La non breve digressione storica - apparentemente inutile - è necessaria per dar conto del travaglio che l'idea e il progetto di integrazione europea stanno attraversando.

2. Ci si può domandare, anzitutto, se l'abbandono della "Costituzione europea" e la stipulazione del Trattato di Lisbona rappresentino un passo indietro o, al contrario, se l'espressa volontà di "decostituzionalizzare" il Trattato d'Unione nell'occasione della sua ultima revisione abbia portata meramente "cosmetica".

E' mia convinzione che l'attuale assetto riproduca nella sostanza quanto contenuto nel Trattato costituzionale. E' vero infatti che il Trattato di Lisbona elimina ogni riferimento alla "Costituzione" e ai suoi simboli (i quali tuttavia restano per sedici degli Stati membri, tra i quali l'Italia, per loro espressa volontà). E' altresì vero che la Carta dell'Unione (denominata di Nizza) sui diritti fondamentali delle persone non è più incorporata nel Trattato. Tuttavia la maggior parte delle modifiche sostanziali previste dal Trattato costituzionale sono conservate nel Trattato di Lisbona.

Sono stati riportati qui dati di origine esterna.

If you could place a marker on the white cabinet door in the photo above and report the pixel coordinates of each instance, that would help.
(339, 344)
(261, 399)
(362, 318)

Così è per la struttura complessiva dell'Organizzazione: cancellata la Comunità europea scompare di conseguenza la struttura in cosiddetti "pilastri": tutte le politiche conferite all'Unione - anche se gestite con procedure decisionali diverse - sono unificate entro un unico "contenitore". Ciò rappresenta un indubbio progresso per le persone che (anche straniere) vivono e lavorano nell'Unione: le politiche europee saranno reciprocamente maggiormente coerenti, alla luce dell'obiettivo di fare dell'Unione uno "spazio di libertà sicurezza e giustizia" oltre che un "mercato interno".

E' questo un progresso valorizzato dalla portata vincolante della Carta di Nizza, pur non incorporata nel Trattato: l'Unione ha così "preso possesso" saldamente della materia relativa al trattamento delle persone dalla prospettiva sia delle loro prerogative fondamentali come dei limiti che queste incontrano nel loro esercizio a motivo della tutela di interessi collettivi, qual è per esempio quello alla sicurezza. Il terreno tradizionalmente appartiene al diritto costituzionale statale: l'Unione per questa via aumenta la propria legittimazione democratica.

Al pari del Trattato costituzionale il Trattato di Lisbona dichiara la già esistente soggettività internazionale dell'Unione; chiarisce la ripartizione di competenze fra Stati e Organizzazione; migliora in alcuni aspetti le procedure di funzionamento delle istituzioni; rafforza il ruolo dei parlamenti nazionali in funzione di maggior rispetto del principio di democrazia.
La verità è che sia il Trattato costituzionale che l'Accordo di Lisbona hanno codificato in gran parte conquiste avvenute in via di prassi, anche in virtù dell'intelligente ed equilibrato impulso della Corte di Giustizia dell'Unione, confermando il tratto caratteristico del processo di integrazione europea, quello di consolidare nei trattati i progressi radicatisi nei fatti.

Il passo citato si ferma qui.